”無こそが最強なり”『ドラゴン・フォー3 最後の戦い』


 シリーズ完結編!


 諸葛正我と鉄手の二人、そして皇帝が父の仇であるということを知った無情は、神候府を去った。彼女を愛しながらも説得の術を持たない冷血もまた、古巣の六扇門へと舞い戻る。冷血を取り戻したはずの姫遥花だったが、密かに巨悪と通じる彼女の心は浮かないままだった……。


 前二作はこちら(http://d.hatena.ne.jp/chateaudif/20141220/1419051262)。
 アジアン映画祭やってる真っ只中に公開、ということで、日頃の客層が全然来ないんじゃないかと心配になってしまった。自分も慌てて二週目に鑑賞してきました。


 さあ前回、非常に中途半端なところで終わって猛烈に不完全燃焼だったのですが、今作はその後始末をつけるだけ、ということで、一気に猛ダッシュじゃあ〜!
 リウ・イーフェイさんの無情は前作ラストで袂を分かって離脱中。元上司の死を受けてドン・チョウの冷血は六扇門に出戻り。トップになったジャン・イーイェンの姫遥花を補佐するポジションに……。黒幕の動きがつかめずに後手に回っているところへ、さらなる分断工作が始まる。


 ここで、前回までほとんど出番なしだった皇帝が、お忍びで街に出てきて事態の打開を図る。演じるはアレックス・スー! 『曹操暗殺』(http://d.hatena.ne.jp/chateaudif/20140430/1398776770)に続いて、またバカ殿役。あれもリウ・イーフェイと共演だったな。今回は暗殺されそうになって現実を思い知り、名君への第一歩を歩み出す役回りですよ。


 前回は重々しかったラスボスがいよいよ動き出し、ジャン・イーイェンさんを使ってどんどん神候府に追い込みをかける! もともと分断されてたのが、偽情報をつかまされてさらに別行動にされ、アンソニー・ウォン含め半分出払ったところで本拠地にも火矢が打ち込まれる!

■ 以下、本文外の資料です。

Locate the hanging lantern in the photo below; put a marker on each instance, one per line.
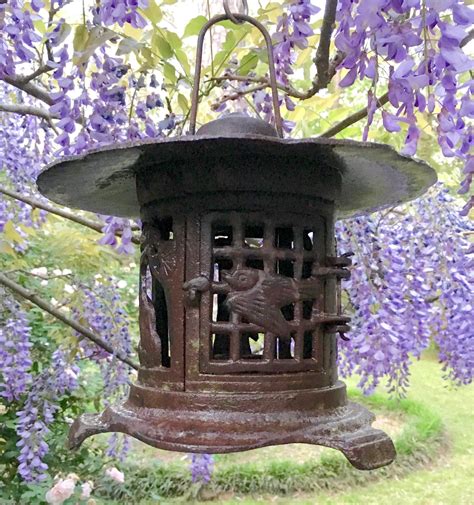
(239, 279)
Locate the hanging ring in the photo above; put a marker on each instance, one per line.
(231, 16)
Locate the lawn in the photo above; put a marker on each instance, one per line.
(447, 478)
(447, 481)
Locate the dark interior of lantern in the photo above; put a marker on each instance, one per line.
(162, 327)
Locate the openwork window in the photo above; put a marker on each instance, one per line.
(266, 301)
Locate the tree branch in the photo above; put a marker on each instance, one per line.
(325, 68)
(26, 110)
(46, 306)
(39, 71)
(353, 118)
(35, 202)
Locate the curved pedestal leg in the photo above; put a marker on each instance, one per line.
(204, 424)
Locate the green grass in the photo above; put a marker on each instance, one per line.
(446, 480)
(426, 471)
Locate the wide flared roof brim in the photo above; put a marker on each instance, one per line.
(374, 176)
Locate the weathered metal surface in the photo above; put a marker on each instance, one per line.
(221, 423)
(240, 303)
(373, 175)
(246, 300)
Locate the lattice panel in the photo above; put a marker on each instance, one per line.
(266, 305)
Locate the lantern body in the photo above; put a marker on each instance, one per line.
(239, 312)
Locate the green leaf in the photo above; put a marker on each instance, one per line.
(161, 46)
(174, 40)
(128, 45)
(194, 26)
(11, 234)
(169, 72)
(182, 57)
(183, 103)
(97, 37)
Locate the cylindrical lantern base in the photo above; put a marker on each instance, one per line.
(223, 422)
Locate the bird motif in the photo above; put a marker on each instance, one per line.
(258, 297)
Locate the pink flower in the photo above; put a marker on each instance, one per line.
(115, 475)
(86, 490)
(61, 491)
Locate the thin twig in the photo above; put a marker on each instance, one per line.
(353, 118)
(46, 306)
(39, 71)
(30, 88)
(326, 67)
(35, 202)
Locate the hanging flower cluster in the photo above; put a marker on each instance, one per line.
(15, 352)
(202, 466)
(105, 314)
(38, 412)
(419, 45)
(412, 283)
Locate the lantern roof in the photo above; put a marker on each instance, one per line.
(373, 175)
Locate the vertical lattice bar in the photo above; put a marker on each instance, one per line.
(298, 274)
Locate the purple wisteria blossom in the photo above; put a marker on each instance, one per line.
(202, 466)
(421, 49)
(105, 314)
(38, 412)
(412, 283)
(293, 30)
(15, 352)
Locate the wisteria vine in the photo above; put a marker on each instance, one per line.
(412, 280)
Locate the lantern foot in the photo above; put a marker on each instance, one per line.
(84, 427)
(221, 423)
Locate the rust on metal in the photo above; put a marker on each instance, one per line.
(240, 302)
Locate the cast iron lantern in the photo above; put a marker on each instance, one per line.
(239, 322)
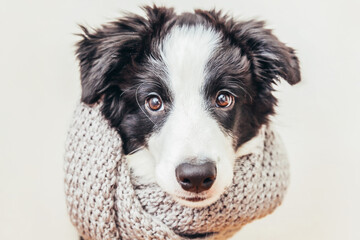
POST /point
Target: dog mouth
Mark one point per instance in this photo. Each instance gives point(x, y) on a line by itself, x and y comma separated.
point(193, 199)
point(196, 235)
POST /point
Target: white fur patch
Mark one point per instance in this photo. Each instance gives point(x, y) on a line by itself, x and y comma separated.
point(190, 133)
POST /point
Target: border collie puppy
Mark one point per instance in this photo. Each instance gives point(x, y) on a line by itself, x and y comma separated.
point(187, 93)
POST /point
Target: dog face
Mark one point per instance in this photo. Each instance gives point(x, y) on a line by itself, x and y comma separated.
point(187, 93)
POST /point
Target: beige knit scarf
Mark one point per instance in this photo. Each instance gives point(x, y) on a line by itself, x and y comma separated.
point(105, 202)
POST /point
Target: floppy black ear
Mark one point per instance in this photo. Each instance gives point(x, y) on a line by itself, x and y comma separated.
point(113, 46)
point(270, 57)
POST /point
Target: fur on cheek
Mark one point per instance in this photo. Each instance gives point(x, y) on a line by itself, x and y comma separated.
point(104, 201)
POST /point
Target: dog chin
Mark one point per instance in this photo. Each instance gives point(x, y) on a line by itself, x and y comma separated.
point(195, 201)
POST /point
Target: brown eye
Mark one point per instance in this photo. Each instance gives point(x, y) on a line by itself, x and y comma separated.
point(224, 100)
point(154, 103)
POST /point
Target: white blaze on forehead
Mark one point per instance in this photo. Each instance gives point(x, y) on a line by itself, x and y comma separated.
point(190, 132)
point(185, 52)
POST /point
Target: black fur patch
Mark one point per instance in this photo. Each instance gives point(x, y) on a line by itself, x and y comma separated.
point(115, 66)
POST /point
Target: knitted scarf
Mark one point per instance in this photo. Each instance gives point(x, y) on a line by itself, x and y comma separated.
point(105, 202)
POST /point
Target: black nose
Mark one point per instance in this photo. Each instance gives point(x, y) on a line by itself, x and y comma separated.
point(196, 177)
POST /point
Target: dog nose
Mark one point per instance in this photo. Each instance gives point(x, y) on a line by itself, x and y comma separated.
point(196, 177)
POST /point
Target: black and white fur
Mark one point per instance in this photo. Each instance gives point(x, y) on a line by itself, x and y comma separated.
point(185, 60)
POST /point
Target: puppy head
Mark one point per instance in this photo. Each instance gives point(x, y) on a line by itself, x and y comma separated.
point(185, 93)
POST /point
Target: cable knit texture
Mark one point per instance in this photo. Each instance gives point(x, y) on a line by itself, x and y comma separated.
point(105, 202)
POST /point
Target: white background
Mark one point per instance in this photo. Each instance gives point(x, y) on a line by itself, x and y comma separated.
point(318, 119)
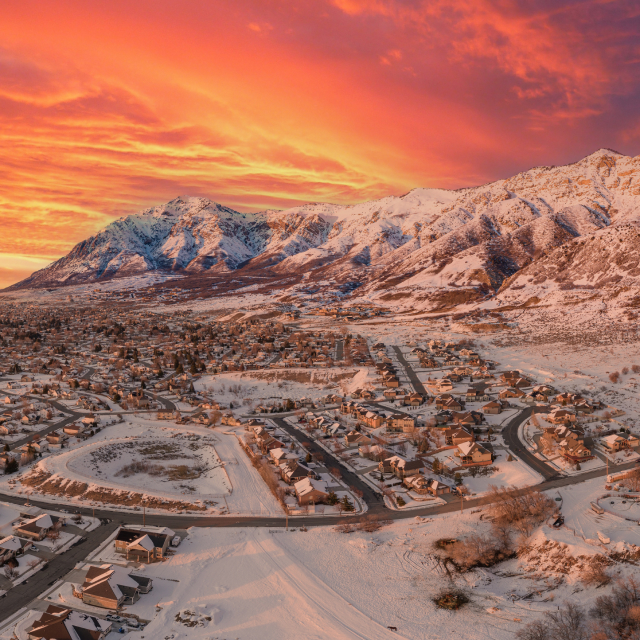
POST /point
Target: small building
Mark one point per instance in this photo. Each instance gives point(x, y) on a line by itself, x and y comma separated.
point(59, 623)
point(310, 491)
point(110, 586)
point(10, 547)
point(473, 454)
point(144, 544)
point(38, 527)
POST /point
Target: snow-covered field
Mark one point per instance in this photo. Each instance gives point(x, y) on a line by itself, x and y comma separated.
point(278, 384)
point(271, 584)
point(163, 461)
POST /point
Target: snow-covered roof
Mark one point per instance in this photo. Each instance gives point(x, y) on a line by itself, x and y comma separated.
point(307, 485)
point(11, 543)
point(144, 542)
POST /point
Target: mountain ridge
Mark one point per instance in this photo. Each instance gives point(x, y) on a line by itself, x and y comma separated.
point(422, 243)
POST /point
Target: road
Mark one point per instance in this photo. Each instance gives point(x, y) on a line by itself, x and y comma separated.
point(57, 568)
point(415, 381)
point(61, 565)
point(510, 435)
point(370, 496)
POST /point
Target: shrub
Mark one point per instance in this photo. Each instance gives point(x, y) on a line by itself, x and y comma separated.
point(595, 574)
point(450, 599)
point(519, 509)
point(371, 523)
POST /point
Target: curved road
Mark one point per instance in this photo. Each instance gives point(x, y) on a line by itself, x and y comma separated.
point(19, 596)
point(411, 374)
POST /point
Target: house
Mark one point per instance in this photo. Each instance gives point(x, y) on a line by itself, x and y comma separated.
point(619, 441)
point(401, 422)
point(281, 455)
point(423, 485)
point(56, 438)
point(401, 467)
point(574, 450)
point(110, 586)
point(74, 430)
point(458, 435)
point(143, 543)
point(58, 623)
point(310, 491)
point(413, 400)
point(511, 392)
point(472, 394)
point(38, 527)
point(561, 416)
point(292, 472)
point(494, 407)
point(473, 454)
point(354, 438)
point(10, 547)
point(467, 418)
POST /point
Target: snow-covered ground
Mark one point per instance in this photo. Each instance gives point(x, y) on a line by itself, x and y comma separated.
point(271, 584)
point(278, 384)
point(228, 479)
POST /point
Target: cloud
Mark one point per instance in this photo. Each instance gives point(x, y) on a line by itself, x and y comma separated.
point(106, 108)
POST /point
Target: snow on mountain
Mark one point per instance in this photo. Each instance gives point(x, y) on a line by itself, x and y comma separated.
point(421, 247)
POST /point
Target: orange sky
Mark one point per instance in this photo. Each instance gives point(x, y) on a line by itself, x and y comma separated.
point(107, 107)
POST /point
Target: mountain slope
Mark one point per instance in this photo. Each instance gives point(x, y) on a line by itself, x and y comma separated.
point(419, 245)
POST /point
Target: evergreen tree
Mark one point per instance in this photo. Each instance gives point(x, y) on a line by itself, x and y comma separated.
point(347, 505)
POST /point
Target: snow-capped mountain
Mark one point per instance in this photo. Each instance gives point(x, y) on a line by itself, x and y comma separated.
point(422, 246)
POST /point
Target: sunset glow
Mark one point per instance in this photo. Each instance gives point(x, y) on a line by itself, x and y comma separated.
point(107, 107)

 婚約発表→婚約者に玉を渡す→ラスボス「この玉に見覚えがあるかな? あの女はもういない! フハハハハ!」


 という流れで、さっきまで幸せアピールしてたアンソニー・ウォンも怒り爆発! 凄まじいオーラでラスボスを倒そうとするのだが、なんとそのオーラを吸い取られてしまうのであった。


ラスボス
「貴様の功力はすべていただいた!」


 功力というのは聞き慣れない単語で、三作目で初めて出てきたような気がするが、まあドラゴンボールにおける「気」のことでしょう。エネルギーの量であり戦闘力を測る指針でもある。
 抜け殻にされたアンソニー・ウォンは敢え無く捕らえられ、頼みの四大名捕もバラバラで壊滅状態。偽の帝を立てて朝廷へと乗り込んでいくラスボス……明日はどっちだ!?

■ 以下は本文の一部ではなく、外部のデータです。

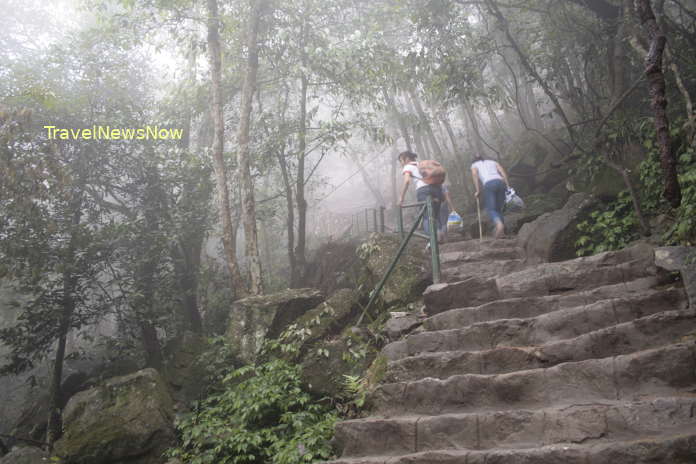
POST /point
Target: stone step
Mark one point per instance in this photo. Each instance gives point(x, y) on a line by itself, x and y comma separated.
point(646, 333)
point(660, 371)
point(577, 423)
point(557, 325)
point(469, 246)
point(534, 306)
point(457, 257)
point(461, 271)
point(580, 273)
point(668, 448)
point(565, 277)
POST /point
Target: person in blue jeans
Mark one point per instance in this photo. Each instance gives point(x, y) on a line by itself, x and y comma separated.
point(490, 177)
point(410, 172)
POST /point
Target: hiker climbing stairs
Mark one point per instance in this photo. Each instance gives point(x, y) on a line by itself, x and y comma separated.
point(590, 360)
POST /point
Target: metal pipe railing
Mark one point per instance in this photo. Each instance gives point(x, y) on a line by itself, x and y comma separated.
point(426, 208)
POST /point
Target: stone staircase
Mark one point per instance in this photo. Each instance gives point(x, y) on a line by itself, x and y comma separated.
point(585, 361)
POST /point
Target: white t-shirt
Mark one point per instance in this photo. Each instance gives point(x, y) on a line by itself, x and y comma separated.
point(487, 170)
point(415, 173)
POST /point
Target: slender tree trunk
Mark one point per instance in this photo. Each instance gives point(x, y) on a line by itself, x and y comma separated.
point(300, 259)
point(228, 234)
point(150, 250)
point(366, 178)
point(243, 156)
point(653, 70)
point(473, 123)
point(186, 252)
point(425, 123)
point(291, 216)
point(54, 426)
point(396, 114)
point(524, 61)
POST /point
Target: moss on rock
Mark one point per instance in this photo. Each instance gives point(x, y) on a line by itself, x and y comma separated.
point(126, 418)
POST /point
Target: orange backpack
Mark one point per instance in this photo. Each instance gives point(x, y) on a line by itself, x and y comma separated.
point(432, 171)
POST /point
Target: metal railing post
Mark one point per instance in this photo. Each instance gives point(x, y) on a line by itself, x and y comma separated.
point(392, 265)
point(400, 217)
point(434, 246)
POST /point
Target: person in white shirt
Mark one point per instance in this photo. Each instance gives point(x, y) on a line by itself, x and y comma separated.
point(490, 177)
point(410, 171)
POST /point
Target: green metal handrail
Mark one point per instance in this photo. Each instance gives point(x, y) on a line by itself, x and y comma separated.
point(426, 207)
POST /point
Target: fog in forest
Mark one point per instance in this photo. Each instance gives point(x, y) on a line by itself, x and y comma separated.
point(161, 160)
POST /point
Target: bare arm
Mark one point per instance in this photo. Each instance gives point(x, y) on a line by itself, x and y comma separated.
point(474, 175)
point(503, 173)
point(448, 199)
point(404, 189)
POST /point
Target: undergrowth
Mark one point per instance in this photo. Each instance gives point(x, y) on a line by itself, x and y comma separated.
point(614, 225)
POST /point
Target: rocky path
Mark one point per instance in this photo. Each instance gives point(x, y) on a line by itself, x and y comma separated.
point(584, 361)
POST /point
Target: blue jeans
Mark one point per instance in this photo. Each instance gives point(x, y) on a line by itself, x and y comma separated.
point(494, 199)
point(435, 192)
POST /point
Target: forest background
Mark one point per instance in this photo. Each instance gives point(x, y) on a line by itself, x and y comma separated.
point(293, 113)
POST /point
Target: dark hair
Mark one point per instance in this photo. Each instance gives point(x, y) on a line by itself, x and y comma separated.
point(407, 155)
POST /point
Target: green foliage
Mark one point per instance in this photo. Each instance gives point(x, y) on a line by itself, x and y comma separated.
point(614, 225)
point(609, 228)
point(684, 229)
point(262, 415)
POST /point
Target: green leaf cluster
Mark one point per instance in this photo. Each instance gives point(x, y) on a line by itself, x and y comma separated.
point(614, 225)
point(262, 415)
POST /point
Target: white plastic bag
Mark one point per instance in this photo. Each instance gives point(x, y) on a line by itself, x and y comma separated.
point(512, 201)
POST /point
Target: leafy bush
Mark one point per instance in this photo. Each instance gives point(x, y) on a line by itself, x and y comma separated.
point(609, 228)
point(262, 415)
point(615, 225)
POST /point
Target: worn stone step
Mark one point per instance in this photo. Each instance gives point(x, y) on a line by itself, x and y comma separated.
point(649, 332)
point(557, 325)
point(473, 246)
point(668, 448)
point(575, 275)
point(457, 257)
point(580, 273)
point(461, 271)
point(578, 423)
point(660, 371)
point(534, 306)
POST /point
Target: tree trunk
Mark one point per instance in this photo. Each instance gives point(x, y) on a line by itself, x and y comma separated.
point(366, 178)
point(243, 156)
point(300, 259)
point(396, 114)
point(653, 70)
point(524, 61)
point(291, 216)
point(54, 426)
point(425, 124)
point(473, 123)
point(228, 234)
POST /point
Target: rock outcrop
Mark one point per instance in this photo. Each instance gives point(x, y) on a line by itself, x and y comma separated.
point(25, 455)
point(590, 360)
point(551, 237)
point(255, 318)
point(125, 419)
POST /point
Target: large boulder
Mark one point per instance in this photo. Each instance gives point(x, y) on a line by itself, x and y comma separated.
point(25, 455)
point(184, 374)
point(551, 237)
point(125, 419)
point(411, 274)
point(328, 361)
point(682, 259)
point(256, 318)
point(330, 317)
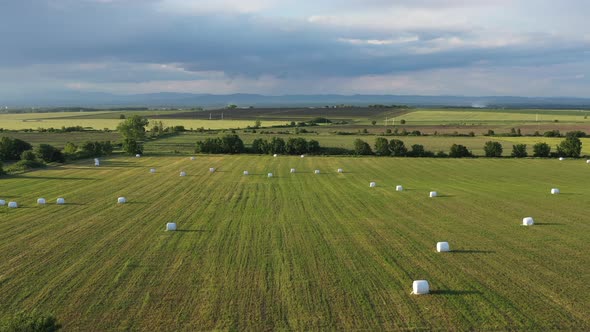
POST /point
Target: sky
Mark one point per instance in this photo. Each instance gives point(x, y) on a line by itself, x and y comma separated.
point(276, 47)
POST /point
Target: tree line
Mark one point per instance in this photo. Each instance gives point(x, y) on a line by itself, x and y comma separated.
point(570, 147)
point(233, 144)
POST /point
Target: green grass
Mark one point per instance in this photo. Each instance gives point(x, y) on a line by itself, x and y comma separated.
point(299, 251)
point(435, 117)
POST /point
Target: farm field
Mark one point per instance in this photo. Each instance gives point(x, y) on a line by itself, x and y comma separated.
point(185, 142)
point(300, 251)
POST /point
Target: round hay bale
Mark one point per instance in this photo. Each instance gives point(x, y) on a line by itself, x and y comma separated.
point(420, 287)
point(442, 247)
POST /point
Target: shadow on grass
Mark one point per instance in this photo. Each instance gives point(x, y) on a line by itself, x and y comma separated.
point(467, 251)
point(453, 292)
point(443, 196)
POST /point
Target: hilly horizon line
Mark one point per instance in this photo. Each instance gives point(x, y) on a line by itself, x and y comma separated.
point(171, 99)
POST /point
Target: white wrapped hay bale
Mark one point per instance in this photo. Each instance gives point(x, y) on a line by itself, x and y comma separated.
point(442, 247)
point(420, 287)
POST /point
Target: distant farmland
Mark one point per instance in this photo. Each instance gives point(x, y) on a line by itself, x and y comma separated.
point(300, 251)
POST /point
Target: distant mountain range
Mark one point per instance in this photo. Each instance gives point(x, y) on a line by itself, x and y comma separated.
point(166, 99)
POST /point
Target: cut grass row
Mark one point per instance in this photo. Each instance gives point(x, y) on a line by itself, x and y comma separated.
point(299, 251)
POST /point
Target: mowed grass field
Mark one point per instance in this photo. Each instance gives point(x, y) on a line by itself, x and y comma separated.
point(300, 251)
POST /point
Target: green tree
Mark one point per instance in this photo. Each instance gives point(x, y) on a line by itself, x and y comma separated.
point(361, 147)
point(259, 145)
point(519, 151)
point(277, 145)
point(542, 150)
point(417, 150)
point(571, 147)
point(133, 128)
point(49, 153)
point(313, 146)
point(12, 148)
point(296, 145)
point(397, 148)
point(459, 151)
point(382, 147)
point(70, 148)
point(493, 149)
point(232, 144)
point(132, 146)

 ここから奇跡の大逆転へつながるクライマックスへ雪崩れ込むのですが、完全にジャンプ漫画の流れであったね。よれよれのはずのアンソニー・ウォンが、いきなり「無こそ最強だ」などと急激にロジックを転換するあたりも最高!
 そして、やっぱり若い頃の深津絵里ことジャン・イーイェンが美味しいところを持っていったぜ! やっぱりこの人こそがヒロインである、という俺の見立ては正しかった……! どうも原作には存在しないキャラのようだが……。


 『2』のモヤモヤを一気に吹っ飛ばす大団円で大満足。いや〜、良かった良かった。『2』と『3』をまとめて公開して欲しかったですね。